El yihadista (un neologismo de muyahidín; guerrero de Alá) nunca se suicida, se inmola como mártir. Su deber es destruir. Mata y muere orgulloso y alegre, sin asumir la responsabilidad de sus actos, todo lo hace por designio divino. No actúan como lobos solitarios, como tantas veces torpe y neciamente se repite. Se saben conectados en red y bendecidos. Hay un dato que no parece decirse lo suficiente, porque muchos se sorprenden al oírlo: el 95% de las víctimas de los yihadistas son musulmanes a quienes consideran apóstatas e infieles.
El yihadismo es un fenómeno “arcaico, tremendamente tradicional, pero vive en el siglo XXI”, se mueve perfectamente en Internet y en las redes sociales. En sus videos y boletines aclaran por qué nos odian y lucharán contra nosotros “mientras nos quede una pulgada de territorio por reclamar, la yihad seguirá siendo una obligación personal para cada musulmán”. El territorio no tiene límite. Ellos aborrecen a muerte el nacionalismo, el marxismo y el liberalismo; todo lo que no sea ellos. Tras el atentado contra una discoteca gay en Orlando (Estados Unidos), ocurrido hace unos cinco años, en la que fueron asesinadas unas cincuenta personas y otras tantas resultaron heridas, una publicación yihadista se expresaba con absoluta claridad, sin doble lenguaje: “Después del bendito ataque ejecutado por el muyahidín Omar Mateen al sodomita club nocturno cruzado”, de Orlando. Y mostraba un odio sin tapujos a los sodomitas liberales: “¿Fue un crimen de odio? Sí, indudablemente. ¿Un acto de terrorismo? Definitivamente sí.
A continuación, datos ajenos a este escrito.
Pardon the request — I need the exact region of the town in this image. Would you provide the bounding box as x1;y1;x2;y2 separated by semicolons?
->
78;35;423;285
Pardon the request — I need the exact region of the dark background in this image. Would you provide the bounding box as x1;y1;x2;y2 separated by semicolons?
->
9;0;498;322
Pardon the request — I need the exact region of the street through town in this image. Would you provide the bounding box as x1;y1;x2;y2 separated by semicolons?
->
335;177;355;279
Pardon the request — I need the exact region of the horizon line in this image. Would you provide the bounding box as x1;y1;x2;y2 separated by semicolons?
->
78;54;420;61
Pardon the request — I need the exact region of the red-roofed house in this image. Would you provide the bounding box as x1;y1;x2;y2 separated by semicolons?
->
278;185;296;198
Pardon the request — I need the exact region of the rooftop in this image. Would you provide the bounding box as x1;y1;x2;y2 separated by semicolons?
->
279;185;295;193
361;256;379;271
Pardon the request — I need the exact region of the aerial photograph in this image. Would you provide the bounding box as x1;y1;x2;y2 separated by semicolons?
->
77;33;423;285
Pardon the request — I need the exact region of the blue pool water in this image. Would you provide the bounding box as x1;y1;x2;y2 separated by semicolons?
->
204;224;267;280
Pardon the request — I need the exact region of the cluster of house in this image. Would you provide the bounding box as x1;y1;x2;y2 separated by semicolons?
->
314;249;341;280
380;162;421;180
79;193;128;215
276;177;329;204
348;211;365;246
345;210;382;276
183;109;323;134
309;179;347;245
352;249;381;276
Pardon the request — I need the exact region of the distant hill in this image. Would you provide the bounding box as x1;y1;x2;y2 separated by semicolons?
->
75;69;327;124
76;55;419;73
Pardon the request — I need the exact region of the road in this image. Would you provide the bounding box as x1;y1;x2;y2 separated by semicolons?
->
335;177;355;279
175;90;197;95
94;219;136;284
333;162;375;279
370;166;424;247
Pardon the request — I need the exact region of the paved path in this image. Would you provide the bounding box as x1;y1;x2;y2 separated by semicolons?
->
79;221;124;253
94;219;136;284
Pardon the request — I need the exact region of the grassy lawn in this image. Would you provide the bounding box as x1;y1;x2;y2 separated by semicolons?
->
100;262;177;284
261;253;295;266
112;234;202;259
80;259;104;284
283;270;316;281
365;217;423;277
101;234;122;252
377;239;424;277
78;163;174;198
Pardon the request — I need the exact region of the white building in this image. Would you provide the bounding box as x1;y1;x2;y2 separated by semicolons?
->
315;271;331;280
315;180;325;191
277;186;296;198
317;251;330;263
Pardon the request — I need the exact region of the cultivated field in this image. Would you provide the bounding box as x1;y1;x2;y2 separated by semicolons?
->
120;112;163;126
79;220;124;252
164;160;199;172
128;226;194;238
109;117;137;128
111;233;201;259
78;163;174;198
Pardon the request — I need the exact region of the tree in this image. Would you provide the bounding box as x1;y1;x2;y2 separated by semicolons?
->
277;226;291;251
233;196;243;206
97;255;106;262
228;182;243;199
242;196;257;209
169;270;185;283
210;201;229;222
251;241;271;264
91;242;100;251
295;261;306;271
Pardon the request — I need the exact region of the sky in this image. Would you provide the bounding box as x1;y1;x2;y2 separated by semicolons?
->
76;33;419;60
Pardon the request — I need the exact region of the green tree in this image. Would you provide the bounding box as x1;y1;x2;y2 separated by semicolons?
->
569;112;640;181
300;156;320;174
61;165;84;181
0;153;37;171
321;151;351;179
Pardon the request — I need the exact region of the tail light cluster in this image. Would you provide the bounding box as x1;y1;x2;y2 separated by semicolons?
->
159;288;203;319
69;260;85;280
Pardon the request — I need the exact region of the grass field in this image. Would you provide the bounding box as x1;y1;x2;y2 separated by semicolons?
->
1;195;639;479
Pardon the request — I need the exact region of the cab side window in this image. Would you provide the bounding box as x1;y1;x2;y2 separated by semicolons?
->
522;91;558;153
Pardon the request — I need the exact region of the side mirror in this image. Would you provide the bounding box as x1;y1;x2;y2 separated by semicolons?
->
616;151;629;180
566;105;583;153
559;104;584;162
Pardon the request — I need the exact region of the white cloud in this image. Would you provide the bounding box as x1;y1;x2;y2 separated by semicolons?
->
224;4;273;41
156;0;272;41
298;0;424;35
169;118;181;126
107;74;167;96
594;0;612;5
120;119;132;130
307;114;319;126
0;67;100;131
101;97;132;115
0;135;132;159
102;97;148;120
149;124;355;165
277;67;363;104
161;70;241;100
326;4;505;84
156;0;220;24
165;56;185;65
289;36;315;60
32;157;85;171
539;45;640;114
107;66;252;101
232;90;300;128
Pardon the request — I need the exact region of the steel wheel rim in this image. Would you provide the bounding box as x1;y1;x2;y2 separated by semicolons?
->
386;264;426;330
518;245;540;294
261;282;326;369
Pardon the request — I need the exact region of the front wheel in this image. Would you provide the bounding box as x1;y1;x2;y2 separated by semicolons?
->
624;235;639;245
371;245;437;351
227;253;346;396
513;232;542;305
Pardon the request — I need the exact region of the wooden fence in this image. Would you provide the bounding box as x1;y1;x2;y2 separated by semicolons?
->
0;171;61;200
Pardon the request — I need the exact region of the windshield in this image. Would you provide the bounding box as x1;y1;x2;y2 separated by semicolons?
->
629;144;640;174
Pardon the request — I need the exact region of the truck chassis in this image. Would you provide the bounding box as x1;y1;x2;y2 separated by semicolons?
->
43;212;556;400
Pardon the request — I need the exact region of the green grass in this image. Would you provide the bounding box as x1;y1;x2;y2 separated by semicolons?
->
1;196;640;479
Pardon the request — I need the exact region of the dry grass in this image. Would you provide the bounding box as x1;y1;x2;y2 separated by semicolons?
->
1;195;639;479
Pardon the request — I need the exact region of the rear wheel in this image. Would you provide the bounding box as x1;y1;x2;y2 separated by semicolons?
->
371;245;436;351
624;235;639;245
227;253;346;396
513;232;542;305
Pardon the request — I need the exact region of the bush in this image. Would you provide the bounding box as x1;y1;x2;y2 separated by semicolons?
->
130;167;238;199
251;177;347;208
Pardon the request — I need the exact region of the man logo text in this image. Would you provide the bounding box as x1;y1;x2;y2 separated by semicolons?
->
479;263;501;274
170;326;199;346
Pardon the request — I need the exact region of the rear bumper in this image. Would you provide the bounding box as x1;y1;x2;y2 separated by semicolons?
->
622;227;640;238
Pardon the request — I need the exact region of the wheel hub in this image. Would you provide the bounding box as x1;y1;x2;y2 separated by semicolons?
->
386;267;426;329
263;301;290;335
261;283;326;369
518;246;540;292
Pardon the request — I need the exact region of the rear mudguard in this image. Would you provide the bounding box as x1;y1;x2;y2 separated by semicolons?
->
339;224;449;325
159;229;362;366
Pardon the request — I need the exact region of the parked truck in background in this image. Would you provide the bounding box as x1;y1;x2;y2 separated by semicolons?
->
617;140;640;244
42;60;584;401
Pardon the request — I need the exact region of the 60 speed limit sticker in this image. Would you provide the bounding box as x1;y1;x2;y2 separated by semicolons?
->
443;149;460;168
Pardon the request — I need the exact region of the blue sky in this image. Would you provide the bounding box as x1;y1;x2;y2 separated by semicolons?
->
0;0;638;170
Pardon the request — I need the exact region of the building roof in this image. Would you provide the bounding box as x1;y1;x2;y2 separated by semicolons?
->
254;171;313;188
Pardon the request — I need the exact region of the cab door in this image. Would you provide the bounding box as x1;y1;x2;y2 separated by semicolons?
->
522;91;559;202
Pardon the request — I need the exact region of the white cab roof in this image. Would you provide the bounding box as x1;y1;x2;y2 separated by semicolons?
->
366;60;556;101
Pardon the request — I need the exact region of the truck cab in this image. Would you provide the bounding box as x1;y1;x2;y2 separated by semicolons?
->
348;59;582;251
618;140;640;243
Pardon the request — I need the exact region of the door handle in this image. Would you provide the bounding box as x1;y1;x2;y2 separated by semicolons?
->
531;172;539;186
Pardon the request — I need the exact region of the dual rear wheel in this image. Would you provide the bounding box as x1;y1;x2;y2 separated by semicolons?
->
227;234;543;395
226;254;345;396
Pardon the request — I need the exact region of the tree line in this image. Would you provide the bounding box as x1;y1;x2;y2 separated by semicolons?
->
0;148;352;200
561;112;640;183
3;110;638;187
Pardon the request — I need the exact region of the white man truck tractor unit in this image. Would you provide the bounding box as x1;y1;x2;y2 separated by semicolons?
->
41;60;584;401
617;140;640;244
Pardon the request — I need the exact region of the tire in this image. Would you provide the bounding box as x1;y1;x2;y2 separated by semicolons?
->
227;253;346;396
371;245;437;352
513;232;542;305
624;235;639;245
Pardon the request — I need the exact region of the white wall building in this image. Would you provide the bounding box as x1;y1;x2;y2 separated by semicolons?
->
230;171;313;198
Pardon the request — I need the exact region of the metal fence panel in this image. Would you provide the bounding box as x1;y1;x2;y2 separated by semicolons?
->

A los musulmanes se les ha ordenado aterrorizar a los incrédulos enemigos de Alá”; actos extremos de piedad. Estos creyentes devotos y fanáticos sacrifican sus vidas por el bien de un futuro utópico.
Eduardo Martín de Pozuelo y su colaborador Eduard Yitzhak aluden a la extrema izquierda occidental que interpreta “el islamismo radical como un eficaz movimiento antiimperialista revolucionario”, produce una fascinación sorprendente en los comunistas que ignoran que el islam es antagónico al materialismo dialéctico y que los islamistas supremacistas los detestan profundamente, por más que en forma ocasional puedan aprovechar su simpatía. En su día, intelectuales franceses como Michel Foucault, Simone de Beauvoir y Jean-Paul Sartre saludaron con entusiasmo y alborozo al ayatolá Jomeini: “divina sorpresa que recordaba algo que Occidente había olvidado, es decir, la posibilidad de una espiritualidad política”. Aquel teócrata tenía claras algunas cosas que a los progres se les escapaba: “El islam dice: ¡cualquier cosa buena que existe es gracias a la espada y a la sombra de la espada! ¡Las personas no se hacen obedientes excepto con la espada!”. Los yihadistas se complacen con el rigor del castigo. Sus filmaciones de pavorosas ejecuciones van dirigidas, en especial, a los suyos. Con un mensaje simple captan voluntades que desprecian la riqueza y desarrollan un terrorismo eficaz ‘low cost’, con un entusiasmo irracional y fanático. Reclutan familias enteras y se hacen con niños, que, cachorros del califato, “transmiten una expresión hosca y la presencia poderosa del que sabe lo que hace”. Y con jóvenes de buena posición a quienes dan motivos para vivir y morir. De todo esto hay que tener claridad y conciencia. Sólo así podremos intervenir con acierto en este fenómeno y doblegarlos con el empleo de la razón.